Comment ça se passe ?

Un lieutenant de louveterie est nommé par le Préfet, qui lui confie un secteur d’intervention pour six années renouvelables.

C’est un conseiller technique de l’administration en matière de destruction des Espèces Susceptibles d’Occasionner des Dégâts (ESOD). Il a un rôle de régulateur et de conciliateur avec le monde agricole. Dans le cadre de la police de la chasse, il est assermenté, constate les infractions et dresse les procès-verbaux.

A la demande du Maire, et sur ordre du Préfet, le lieutenant de louveterie organise les battues administratives. Dans ce cas, il ne s’agit plus d’action de chasse mais de régulation ciblée sur des animaux commettants des dégâts.  
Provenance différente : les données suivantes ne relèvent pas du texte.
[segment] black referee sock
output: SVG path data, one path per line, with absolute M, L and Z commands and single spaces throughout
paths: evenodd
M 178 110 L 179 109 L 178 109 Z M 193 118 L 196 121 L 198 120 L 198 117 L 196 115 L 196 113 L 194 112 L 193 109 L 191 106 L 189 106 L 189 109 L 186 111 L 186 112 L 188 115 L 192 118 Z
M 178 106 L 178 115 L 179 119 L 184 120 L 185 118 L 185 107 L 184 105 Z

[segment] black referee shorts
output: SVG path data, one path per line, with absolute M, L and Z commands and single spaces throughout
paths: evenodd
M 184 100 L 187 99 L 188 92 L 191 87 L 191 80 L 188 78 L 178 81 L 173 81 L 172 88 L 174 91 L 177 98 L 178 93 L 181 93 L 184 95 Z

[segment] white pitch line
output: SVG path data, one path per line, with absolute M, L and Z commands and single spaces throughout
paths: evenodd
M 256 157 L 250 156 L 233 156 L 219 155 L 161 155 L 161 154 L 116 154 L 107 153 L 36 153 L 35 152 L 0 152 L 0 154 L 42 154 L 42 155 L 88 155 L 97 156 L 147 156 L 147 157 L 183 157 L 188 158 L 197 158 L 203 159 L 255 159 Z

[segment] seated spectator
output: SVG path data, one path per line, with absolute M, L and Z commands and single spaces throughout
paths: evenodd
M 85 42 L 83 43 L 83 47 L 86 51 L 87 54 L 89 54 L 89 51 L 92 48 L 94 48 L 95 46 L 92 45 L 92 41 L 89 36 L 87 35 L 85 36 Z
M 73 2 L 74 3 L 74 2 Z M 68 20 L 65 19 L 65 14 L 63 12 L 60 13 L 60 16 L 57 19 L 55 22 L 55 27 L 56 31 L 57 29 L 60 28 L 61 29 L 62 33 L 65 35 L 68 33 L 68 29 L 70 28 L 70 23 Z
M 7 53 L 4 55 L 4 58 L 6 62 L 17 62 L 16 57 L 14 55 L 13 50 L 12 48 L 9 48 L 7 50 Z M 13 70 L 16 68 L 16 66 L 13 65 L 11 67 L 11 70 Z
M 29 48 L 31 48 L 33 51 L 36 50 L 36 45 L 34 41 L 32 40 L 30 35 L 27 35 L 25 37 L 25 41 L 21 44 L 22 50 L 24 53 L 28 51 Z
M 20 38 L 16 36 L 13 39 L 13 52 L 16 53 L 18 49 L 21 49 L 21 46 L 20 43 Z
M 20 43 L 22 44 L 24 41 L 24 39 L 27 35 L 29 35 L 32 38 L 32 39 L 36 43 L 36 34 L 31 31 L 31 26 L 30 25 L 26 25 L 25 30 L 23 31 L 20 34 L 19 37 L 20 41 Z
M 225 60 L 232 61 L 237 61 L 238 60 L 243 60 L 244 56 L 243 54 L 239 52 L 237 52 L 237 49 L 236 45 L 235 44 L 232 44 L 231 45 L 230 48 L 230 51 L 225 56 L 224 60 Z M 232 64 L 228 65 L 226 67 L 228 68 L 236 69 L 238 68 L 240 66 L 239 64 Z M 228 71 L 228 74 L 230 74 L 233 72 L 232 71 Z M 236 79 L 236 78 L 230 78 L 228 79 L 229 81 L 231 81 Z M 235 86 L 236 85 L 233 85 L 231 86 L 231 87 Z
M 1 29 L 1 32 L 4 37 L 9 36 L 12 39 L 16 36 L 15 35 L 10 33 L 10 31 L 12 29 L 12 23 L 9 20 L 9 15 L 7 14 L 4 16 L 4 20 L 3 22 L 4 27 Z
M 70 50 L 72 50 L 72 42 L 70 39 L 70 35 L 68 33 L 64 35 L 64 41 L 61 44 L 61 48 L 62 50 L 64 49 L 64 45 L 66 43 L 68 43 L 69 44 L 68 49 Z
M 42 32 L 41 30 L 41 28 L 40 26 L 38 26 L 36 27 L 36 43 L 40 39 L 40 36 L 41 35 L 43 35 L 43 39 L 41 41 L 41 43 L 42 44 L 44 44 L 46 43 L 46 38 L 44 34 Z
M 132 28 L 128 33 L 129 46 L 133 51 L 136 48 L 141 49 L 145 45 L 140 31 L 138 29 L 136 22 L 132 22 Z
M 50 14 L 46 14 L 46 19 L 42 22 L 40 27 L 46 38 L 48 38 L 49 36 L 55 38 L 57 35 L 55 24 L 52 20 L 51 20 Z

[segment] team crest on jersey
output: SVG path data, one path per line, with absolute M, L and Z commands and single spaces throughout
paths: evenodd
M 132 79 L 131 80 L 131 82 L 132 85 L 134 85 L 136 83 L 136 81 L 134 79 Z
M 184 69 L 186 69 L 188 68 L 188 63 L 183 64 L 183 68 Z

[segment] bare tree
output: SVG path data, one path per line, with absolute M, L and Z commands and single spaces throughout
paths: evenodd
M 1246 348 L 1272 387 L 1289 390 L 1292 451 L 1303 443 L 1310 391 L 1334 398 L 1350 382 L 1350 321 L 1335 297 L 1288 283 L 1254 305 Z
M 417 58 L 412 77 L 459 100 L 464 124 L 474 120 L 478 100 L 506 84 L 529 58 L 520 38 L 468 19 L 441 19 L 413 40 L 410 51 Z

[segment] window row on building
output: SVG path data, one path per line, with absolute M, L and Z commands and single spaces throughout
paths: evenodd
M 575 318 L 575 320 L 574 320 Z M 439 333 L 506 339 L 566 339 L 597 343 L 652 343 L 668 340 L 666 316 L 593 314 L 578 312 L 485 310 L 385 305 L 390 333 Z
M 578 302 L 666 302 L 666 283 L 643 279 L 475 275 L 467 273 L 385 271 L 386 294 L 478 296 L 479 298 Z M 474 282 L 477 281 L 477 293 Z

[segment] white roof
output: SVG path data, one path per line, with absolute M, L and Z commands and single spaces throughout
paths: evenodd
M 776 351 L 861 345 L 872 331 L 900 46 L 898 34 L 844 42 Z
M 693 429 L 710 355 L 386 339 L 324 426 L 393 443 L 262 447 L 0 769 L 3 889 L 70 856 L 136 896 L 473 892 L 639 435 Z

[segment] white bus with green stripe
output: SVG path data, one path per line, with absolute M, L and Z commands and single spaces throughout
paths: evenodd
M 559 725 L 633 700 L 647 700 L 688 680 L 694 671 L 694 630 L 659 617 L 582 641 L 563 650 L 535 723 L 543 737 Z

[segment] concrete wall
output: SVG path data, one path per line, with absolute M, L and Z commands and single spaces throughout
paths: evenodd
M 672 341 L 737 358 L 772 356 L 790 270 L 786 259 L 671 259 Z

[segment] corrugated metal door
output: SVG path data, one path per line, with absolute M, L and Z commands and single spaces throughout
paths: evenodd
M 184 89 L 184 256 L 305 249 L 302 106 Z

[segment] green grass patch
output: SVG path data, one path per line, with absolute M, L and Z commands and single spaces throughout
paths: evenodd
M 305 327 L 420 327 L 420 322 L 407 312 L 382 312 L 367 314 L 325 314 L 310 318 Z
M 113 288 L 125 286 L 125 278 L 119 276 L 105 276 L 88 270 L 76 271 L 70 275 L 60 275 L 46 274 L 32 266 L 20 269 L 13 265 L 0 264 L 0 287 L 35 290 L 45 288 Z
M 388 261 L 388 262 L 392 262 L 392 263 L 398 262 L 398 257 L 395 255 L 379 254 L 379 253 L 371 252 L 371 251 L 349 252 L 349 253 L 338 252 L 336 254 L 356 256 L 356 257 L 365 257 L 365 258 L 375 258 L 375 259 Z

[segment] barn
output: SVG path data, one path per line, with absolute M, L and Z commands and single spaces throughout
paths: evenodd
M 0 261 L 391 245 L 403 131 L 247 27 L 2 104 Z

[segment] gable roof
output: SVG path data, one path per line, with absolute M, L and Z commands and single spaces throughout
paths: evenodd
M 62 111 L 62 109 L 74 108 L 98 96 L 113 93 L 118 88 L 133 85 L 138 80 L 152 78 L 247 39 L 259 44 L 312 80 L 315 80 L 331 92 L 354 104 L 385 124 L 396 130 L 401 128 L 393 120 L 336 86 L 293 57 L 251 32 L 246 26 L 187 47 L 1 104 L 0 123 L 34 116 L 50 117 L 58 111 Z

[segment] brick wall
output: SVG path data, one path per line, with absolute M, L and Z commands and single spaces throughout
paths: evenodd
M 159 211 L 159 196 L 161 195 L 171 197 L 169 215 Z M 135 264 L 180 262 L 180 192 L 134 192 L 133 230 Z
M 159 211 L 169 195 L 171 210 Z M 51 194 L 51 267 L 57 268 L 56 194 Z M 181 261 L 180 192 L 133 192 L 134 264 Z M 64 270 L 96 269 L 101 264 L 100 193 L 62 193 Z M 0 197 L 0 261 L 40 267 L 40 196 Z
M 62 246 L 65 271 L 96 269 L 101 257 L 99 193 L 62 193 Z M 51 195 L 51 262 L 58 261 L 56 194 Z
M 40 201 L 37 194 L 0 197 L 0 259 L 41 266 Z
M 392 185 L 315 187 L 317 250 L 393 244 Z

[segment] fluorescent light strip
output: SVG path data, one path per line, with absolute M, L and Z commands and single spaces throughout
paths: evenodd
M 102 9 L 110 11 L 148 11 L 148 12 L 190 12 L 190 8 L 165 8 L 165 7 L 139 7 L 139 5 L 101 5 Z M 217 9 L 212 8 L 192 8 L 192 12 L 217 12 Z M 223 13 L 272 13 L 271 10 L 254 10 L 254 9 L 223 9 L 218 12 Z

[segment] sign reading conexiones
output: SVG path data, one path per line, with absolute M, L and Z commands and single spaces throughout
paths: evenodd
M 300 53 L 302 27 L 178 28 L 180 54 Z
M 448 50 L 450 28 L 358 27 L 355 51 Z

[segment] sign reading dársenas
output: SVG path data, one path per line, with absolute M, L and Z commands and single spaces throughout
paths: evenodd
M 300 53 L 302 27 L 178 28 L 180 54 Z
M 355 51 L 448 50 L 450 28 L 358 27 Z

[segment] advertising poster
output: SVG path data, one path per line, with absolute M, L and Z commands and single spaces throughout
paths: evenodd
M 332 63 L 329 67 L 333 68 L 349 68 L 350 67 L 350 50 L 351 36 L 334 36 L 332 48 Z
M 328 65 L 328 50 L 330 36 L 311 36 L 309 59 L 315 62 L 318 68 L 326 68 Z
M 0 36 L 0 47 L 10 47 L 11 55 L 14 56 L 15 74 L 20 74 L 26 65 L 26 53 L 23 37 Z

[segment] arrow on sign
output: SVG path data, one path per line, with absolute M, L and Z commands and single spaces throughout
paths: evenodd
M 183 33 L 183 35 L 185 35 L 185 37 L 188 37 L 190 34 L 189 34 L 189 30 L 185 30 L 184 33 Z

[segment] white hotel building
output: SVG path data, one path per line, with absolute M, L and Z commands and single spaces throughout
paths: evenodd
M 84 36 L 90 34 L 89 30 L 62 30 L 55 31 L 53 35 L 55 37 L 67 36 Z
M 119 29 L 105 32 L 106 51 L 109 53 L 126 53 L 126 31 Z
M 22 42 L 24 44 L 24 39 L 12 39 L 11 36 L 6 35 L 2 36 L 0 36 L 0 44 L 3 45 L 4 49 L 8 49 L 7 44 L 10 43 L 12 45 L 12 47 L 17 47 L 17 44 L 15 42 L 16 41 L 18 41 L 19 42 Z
Le louvetier peut demander la participation de la société de chasse qui interviendra alors sous sa responsabilité.

Les sangliers se déplacent à la recherche de nourriture. C’est pourquoi il n’est pas toujours possible de programmer à l’avance les battues administratives, qui sont parfois organisées quelques heures avant l’intervention.

Le Maire, la Police Municipale et la Gendarmerie sont toutefois systématiquement informés du jour et du lieu de la battue.

Les chasseurs participants doivent signaler sur site la battue administrative en cours. En fin de battue, le lieutenant de louveterie rédige un procès-verbal de l’intervention précisant le nombre d’animaux détruits, leur sexe et leur poids. Il est transmis à la Mairie et à la Préfecture.

L’organisation de battues administratives ne nécessite pas l’accord des propriétaires et les participants peuvent passer sur des propriétés privées (article L.2122-21 du CGCT).
C’est pourquoi il est important d’informer les propriétaires qu’en cas de battue administrative, les participants peuvent pénétrer dans une propriété privée si elle n’est pas totalement clôturée, car il ne s’agit pas de chasse mais d’une mission de service public, demandée par le Maire dans le cadre de ses pouvoirs de police, pour la sécurité de tous et dans l’intérêt général.